Солнце закатилось за полдень, когда, все хлопотные приготовления были наконец завершены, столы ломились от яств, в воздухе витало приятное предчувствие праздника, а женская половина Томилиного семейства, взволнованная и нарядная, в верхних клетях избы доводила красу Малины до неземного совершенства. Были там младшие сёстры Малины – Леля и Услада, Ольга и две Малинины закадычные подружки – худая и острая на язык Берёза и приземистая добродушная толстушка Ива. В Выбутах, лесном краю, любили давать девочкам имена по названию деревьев.

Когда Ольга описала князю Малину пышной телом, белолицей, румяной, с косой, что толще руки иного гридня, она не покривила душой. Всего этого у Малины было в избытке. Ещё и росту девица была не малого, так что и иной гридень очи в очи бы не сумел поглядеть, и крепостью телесной боги не обделили. Удалась Малина в погибшего отца, что собою был богатырь, хотя и статную Голубу никто бы не назвал хрупкою тростинкою. Ступала Малина величаво и плавно, молвила веско и неспешно, но умела и острым словцом припечь, а уж как глянет, бровью поведёт – всё равно, что серебром одарит.

Вот и сейчас, казалось, волновались все, кроме Малины, которая, не суетясь, с достоинством осматривала себя в булатное зеркальце, с нескрываемой гордостью и удовольствием любуясь собственным отражением. И не верилось, что лишь несколько дней тому назад почитала себя Малина бессчастной, орошала подушку горькими слезами. Долго горевала Малина, что никто её такую рослую да крупную замуж не позовёт. Женихи смотрели с восторженным трепетом, но бегали за резвыми хохотушками. Зато Первуша, не смущаясь ни своего невеликого роста, ни худощавого телосложения, как только Малину увидел – обомлел: «Вот это девица, каких богатырей нарожать ему сможет!», – и ничтоже сумняшися повёл осаду по всем правилам ратной науки.

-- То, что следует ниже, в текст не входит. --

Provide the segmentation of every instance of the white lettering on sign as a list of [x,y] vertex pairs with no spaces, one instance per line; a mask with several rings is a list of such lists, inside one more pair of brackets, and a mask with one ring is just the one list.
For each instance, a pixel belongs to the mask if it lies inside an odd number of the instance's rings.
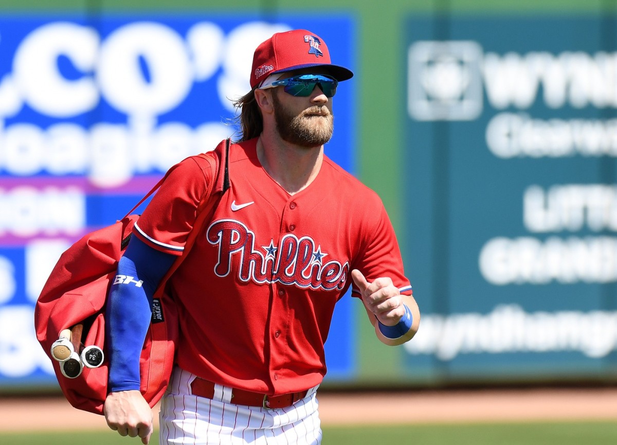
[[497,109],[531,107],[542,93],[550,108],[617,107],[617,53],[565,51],[504,55],[488,52],[482,64],[484,87]]
[[463,354],[513,352],[578,352],[598,359],[617,349],[617,312],[529,313],[510,304],[486,314],[423,314],[422,328],[404,347],[445,361]]
[[534,119],[499,113],[486,127],[486,144],[495,156],[617,156],[617,119]]
[[[235,111],[231,101],[251,89],[255,48],[289,29],[252,22],[226,36],[218,25],[199,22],[185,37],[164,23],[135,22],[101,39],[96,29],[78,23],[45,24],[20,43],[12,72],[0,77],[0,172],[81,175],[110,188],[136,173],[165,172],[187,156],[212,150],[234,131],[222,118],[189,127],[160,123],[159,117],[181,107],[196,83],[214,76],[217,106]],[[71,66],[71,78],[60,62]],[[94,120],[88,127],[65,122],[41,128],[13,119],[5,125],[6,118],[18,116],[26,106],[65,119],[102,102],[126,122]]]
[[482,246],[480,272],[493,285],[617,281],[617,238],[495,238]]
[[523,196],[523,222],[528,230],[617,231],[617,186],[554,185],[544,190],[532,185]]
[[0,236],[76,235],[86,226],[86,198],[76,187],[0,188]]

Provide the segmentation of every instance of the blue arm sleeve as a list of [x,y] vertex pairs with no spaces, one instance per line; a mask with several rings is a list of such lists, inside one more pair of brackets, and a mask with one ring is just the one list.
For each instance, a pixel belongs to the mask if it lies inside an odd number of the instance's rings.
[[107,297],[109,392],[139,389],[139,357],[150,326],[152,297],[177,258],[131,237]]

Малина сначала невзрачного, по её разумению, ухажёра всерьёз не принимала: ни косой тебе сажени в плечах, ни золотых кудрей, ни взора соколиного. Но Первушу с толку девкина холодность не сбивала, и ухаживания он свои продолжал упорно и настойчиво. То место лучшее для Малины на посиделках займёт, то самый лакомый кусочек со стола принесёт, да и подарками Малину баловал – то бусы, то зеркальце, то отрез заморской ткани. Бывало раньше, Малину дразнили и за высокий рост, и за крепкое телосложение, а как Первуша появился, никто рта открыть не смел. И в службе ратной Первуша отличался, Яромир всегда с ним лично словом молвился, и неспроста: Первуша своих подопечных гридней гонял без устали, в строгости держал, и его десяток был самым лучшим из трёх, может, видел его воевода десницей нынешнего старшего по заставе, а может, и самим старшим гриднем. А уж когда обнимал Первуша Малину за плечи, то никто бы не посмел назвать его тщедушным или слабым, руки под рубашкой были крепче камня. Постепенно Малина настолько к Первуше привыкла, что и дня без него не мнила. А уж когда Яромир отправил Первушу в Плесков с поручением, и отсутствовал удалой гридень аж целую седмицу, тут уж Малина и вовсе извелась. Вот такая любовная повесть-кручина, что ныне продолжалась свадьбою. Поверить сложно, как это столетний дуб вырос из молодой поросли, что из малого желудя взошла, так и из привычки порой рождается привязанность, а из привязанности крепкая любовь.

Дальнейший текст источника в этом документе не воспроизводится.